Before construction was even finished on the luxurious Montage Deer Valley (montagedeervalley.com) in December 2010, the hotel had one employee that most hospitality properties never even consider: its own beekeeper. Serving local honey seemed a creative and delicious way to embrace Utah’s heritage as the “industrious” state, symbolized in license plates and marketing materials by a beehive emblem.

Guests can experience Park City’s heritage through original western artworks that line the hotel’s hallways and the collection of mining objects on display near the Vista Lounge. But no historical artifact is as memorable as something that can linger on the palate, like sweet, intense honey. In Buzz, the hotel coffee shop, anyone can taste seasonal honeys from around the state.

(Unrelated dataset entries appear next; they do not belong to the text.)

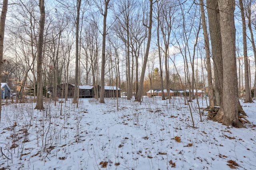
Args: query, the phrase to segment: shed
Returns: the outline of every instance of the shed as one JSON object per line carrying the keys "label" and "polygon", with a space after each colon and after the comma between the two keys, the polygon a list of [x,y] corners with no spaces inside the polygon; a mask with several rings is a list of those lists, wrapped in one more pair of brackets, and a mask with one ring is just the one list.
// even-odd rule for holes
{"label": "shed", "polygon": [[79,98],[92,98],[94,97],[94,87],[89,85],[79,86]]}
{"label": "shed", "polygon": [[[74,86],[68,83],[62,84],[57,86],[57,97],[61,98],[63,92],[63,98],[65,98],[65,89],[67,86],[68,86],[68,98],[73,98]],[[52,87],[49,88],[48,89],[51,93],[52,93]]]}
{"label": "shed", "polygon": [[116,96],[116,87],[113,86],[105,86],[105,98],[116,98],[121,97],[120,90],[122,90],[120,88],[117,88],[117,90],[118,93],[118,96]]}
{"label": "shed", "polygon": [[10,98],[12,97],[11,89],[7,83],[1,83],[1,95],[2,99]]}
{"label": "shed", "polygon": [[[164,89],[164,94],[165,96],[167,96],[167,89]],[[170,95],[171,96],[173,96],[174,95],[174,92],[170,89]],[[160,90],[160,91],[158,92],[158,96],[162,96],[162,90]]]}
{"label": "shed", "polygon": [[155,96],[159,96],[159,92],[161,92],[160,89],[151,89],[146,92],[148,97],[152,97]]}

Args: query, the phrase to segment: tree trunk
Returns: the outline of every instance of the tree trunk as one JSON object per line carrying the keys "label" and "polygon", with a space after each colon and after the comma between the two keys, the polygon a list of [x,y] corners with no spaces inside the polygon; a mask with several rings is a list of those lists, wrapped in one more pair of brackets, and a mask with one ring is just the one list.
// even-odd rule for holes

Montage beekeeper Kyle Kanno provides lavender honey from the fragrant fields of Mona, raspberry honey from the harvests of Bear Lake, and clover honey from aptly named Honeyville, where Kanno lives and acts as a honey broker for Montage. A beekeeper since he was a teen, Kanno can’t supply Montage with the bounty of his own hives alone, so he created a co-op of 18 keepers who produce honey from bees never treated with antibiotics or chemicals. The resulting honey is raw (and delicious), retaining all of its nutritional value.

After sampling the gooey sweetness at Buzz or on the menu at Apex restaurant, guests can buy honey to take home (Buzz sells upward of 50  jars a month) or stock up on hive-shaped Honey Pops as souvenirs and gifts. If you do take some home, be sure to purchase plenty: honey this good is sure to attract a swarm.